Speaking slowly but in a clear and strong voice, the emperor devoted most of his speech to thanking people for their sacrifices and hard work. “I can never forget there were firefighters and others who lost their lives because they rescued others and ensured safety, even as they knew their own lives were in danger,” said the 78-year-old emperor, facing the altar on the stage adorned with white chrysanthemums shipped in from Tohoku.

Standing next to him was Empress Michiko, wearing a black kimono, the most formal attire for the Japanese people. “I would like to express my deep gratitude to people who toiled for the victims and for the disaster-hit areas; to people who have worked to cope with the nuclear accident.”
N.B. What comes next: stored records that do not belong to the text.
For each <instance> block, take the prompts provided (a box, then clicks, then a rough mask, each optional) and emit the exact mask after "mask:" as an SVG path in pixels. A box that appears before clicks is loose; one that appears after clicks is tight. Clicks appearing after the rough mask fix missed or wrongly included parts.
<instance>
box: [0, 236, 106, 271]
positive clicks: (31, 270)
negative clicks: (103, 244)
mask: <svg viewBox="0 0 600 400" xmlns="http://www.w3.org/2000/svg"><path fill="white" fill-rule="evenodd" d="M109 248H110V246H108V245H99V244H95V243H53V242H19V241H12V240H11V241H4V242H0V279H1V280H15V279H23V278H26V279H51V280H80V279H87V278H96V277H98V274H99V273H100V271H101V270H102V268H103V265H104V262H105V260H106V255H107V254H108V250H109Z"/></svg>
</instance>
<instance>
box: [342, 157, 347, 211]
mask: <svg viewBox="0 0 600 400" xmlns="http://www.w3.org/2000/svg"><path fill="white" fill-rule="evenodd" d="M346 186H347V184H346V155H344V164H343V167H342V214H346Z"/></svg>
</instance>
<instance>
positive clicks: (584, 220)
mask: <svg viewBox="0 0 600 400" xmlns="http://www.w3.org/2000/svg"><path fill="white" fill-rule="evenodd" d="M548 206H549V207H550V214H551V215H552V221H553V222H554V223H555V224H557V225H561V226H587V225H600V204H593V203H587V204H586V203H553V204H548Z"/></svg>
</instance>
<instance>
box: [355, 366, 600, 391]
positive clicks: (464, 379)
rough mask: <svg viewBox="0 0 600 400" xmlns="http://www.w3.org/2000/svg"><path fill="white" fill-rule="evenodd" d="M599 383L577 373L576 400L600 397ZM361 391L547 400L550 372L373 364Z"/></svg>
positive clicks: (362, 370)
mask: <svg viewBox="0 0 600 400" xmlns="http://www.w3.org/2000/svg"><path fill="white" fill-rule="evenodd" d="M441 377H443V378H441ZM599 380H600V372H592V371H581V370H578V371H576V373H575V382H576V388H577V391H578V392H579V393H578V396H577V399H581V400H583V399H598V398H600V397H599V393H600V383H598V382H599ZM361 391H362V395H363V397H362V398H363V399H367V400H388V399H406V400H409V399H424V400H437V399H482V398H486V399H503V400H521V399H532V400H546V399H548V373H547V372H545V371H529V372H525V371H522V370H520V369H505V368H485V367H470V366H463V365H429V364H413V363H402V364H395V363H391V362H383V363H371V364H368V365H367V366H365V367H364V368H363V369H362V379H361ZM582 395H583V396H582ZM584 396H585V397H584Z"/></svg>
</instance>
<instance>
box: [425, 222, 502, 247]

Leading proceedings was Prime Minister Yoshihiko Noda, who spent the day in Tokyo. “This is not only a day of mourning, but a day to renew our resolve to rebuild,” he said. Mr. Noda, who was finance minister at the time of the disaster, was promoted to the premiership in September after his predecessor, Naoto Kan, lost popular support amid criticism over the government’s handling of disaster relief and the nuclear accident.

Among the tens of thousands of protesters who gathered in Tokyo, some headed to the parliament building in Nagatacho to form a human chain around it in the early evening. Some held candles, shouting out their opposition to the restarting of nuclear reactors that were shut down after the Fukushima accident. “Give back Fukushima!” they shouted. “Protect our children’s future!”